What we have to offer is the truth, beginning with the
basic one: life is unfair. We also of course offer sympathy and validation
of grief. Again (we were assured) appearing competent and calm during
the interview of the bereaved can help the family. We also spent
considerable time discussing the content of the eulogy (a topic which is
covered from a different perspective in the course on Life Cycles).
We were charged by all three faculty about the importance of making the
eulogy truthful. Not of course in any cruel way, but in a way that
affirms all of the feelings and relationships between the family and the
deceased, and certainly in a way that recognizes the positive aspects.
6. How do secular humanists approach the choice of
intermarriage?
By helping the couple articulate both the ways that they
plan to approach the various issues of intermarriage and how they want
to represent their traditions and those of their families in the ceremony.
7. How can secular humanists provide strength for the
ill?
Of course, there's nothing that's really different between
Madrikhim or Madrikhot and the advice that is generally given to family
and friends. Our secular humanist beliefs give us a basis for following
this advice, which is to support the ill person with sympathy and attention,
and to acknowledge their need for dignity with honesty and compassion.

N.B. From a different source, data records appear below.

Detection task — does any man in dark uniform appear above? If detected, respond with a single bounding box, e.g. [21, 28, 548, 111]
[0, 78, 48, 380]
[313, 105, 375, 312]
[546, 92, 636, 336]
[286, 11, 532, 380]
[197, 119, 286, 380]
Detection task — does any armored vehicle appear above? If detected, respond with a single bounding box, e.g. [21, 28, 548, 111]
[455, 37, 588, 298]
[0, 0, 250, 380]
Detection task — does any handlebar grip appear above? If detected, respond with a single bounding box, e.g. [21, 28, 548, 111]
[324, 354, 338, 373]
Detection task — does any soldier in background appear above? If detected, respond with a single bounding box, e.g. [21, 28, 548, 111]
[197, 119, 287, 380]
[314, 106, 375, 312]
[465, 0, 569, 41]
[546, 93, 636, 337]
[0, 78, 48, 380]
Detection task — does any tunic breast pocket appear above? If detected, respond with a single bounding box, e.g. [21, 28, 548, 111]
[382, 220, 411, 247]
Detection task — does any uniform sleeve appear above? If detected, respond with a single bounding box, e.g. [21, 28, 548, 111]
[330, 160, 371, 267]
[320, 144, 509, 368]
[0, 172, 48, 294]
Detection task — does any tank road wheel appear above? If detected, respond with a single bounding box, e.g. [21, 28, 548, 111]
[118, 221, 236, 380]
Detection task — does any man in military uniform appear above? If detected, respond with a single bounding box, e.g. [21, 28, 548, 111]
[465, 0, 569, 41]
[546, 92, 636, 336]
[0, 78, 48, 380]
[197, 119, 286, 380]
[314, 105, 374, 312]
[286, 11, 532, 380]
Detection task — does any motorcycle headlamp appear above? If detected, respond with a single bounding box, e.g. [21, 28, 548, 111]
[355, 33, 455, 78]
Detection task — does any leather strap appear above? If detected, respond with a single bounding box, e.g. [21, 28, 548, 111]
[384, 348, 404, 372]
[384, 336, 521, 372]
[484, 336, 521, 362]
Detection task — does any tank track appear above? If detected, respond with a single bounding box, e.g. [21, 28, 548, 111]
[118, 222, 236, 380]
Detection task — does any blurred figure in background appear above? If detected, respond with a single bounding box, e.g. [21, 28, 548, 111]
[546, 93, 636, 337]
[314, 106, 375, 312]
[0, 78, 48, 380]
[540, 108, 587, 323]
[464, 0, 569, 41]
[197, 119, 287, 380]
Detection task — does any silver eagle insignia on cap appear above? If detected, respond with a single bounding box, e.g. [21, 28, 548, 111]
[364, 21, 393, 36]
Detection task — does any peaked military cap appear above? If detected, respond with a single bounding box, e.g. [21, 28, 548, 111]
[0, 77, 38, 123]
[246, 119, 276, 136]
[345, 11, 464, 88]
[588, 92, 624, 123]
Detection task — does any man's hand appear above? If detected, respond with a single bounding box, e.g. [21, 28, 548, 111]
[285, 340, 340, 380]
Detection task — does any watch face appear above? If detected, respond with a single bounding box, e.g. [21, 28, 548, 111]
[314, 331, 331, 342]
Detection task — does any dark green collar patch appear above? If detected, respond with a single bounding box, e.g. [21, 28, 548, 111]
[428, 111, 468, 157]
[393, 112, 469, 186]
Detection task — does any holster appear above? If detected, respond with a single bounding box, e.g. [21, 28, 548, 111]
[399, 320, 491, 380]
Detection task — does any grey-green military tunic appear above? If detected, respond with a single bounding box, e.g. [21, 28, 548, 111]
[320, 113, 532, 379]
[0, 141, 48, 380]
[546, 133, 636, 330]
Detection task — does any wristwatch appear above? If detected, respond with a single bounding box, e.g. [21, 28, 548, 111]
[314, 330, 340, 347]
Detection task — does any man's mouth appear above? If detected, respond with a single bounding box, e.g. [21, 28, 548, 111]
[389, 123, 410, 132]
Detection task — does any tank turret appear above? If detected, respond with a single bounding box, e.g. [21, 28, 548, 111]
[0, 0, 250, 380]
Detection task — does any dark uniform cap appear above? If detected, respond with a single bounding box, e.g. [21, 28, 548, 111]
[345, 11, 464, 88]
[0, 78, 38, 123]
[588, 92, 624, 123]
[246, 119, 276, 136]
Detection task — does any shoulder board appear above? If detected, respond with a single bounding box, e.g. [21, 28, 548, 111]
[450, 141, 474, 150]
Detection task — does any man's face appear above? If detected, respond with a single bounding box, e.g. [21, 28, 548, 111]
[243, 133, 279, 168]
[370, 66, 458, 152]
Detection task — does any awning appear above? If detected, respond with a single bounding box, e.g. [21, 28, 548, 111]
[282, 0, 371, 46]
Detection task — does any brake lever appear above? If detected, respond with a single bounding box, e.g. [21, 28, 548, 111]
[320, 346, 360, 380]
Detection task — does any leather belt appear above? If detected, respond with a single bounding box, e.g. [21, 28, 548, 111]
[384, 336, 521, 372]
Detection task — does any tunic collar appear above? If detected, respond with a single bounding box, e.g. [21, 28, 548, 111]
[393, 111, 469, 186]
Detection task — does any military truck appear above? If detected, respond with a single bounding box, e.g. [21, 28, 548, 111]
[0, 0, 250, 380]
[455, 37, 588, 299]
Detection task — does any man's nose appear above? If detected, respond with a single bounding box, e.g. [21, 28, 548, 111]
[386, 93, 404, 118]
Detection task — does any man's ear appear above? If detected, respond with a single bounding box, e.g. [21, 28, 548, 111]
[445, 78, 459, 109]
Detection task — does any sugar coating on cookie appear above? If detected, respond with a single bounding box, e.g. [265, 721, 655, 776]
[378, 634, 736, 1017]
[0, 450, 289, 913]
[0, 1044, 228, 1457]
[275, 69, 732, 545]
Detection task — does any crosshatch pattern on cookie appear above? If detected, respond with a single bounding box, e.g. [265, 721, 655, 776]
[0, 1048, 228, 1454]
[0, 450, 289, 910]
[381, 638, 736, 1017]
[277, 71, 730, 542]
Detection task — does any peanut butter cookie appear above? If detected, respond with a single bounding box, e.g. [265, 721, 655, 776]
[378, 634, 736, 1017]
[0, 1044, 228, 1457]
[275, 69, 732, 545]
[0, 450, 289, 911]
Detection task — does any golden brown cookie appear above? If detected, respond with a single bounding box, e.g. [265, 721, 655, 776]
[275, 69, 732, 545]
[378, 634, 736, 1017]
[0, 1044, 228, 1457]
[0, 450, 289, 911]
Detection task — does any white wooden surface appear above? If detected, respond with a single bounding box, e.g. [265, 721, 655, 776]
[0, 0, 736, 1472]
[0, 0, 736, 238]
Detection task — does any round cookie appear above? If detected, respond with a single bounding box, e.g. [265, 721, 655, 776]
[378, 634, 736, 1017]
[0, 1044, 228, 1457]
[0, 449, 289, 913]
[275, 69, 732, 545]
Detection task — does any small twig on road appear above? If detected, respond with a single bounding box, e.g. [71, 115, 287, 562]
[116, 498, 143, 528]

As secular humanists we serve a ill person best by affirming the unfairness
of their situation, and by helping then to give up inappropriate feelings
of guilt.. Sherwin points out that while we as individuals can't always
control our pain, we can frequently control our suffering. By eliminating
the false and destructive notions of whether suffering (or success) is
the product of a universe that operates on fairness and justice, we can
free the ill to draw on their own strength.
I know an attempt to summarize these issues in a short space, and in vague generalities, makes them sound trite. I have a longer version of this report if anyone cares to see it. We were lucky to have the experiences of the faculty and of members of the audience who had faced some of these situations in their own lives, or in clinical practice, to help us past the generalities to understanding how the role of philosophical counselor differs from that of therapist in practice, an how these principles can be applied in real situations to help members of the community survive painful experiences and create joyful ones.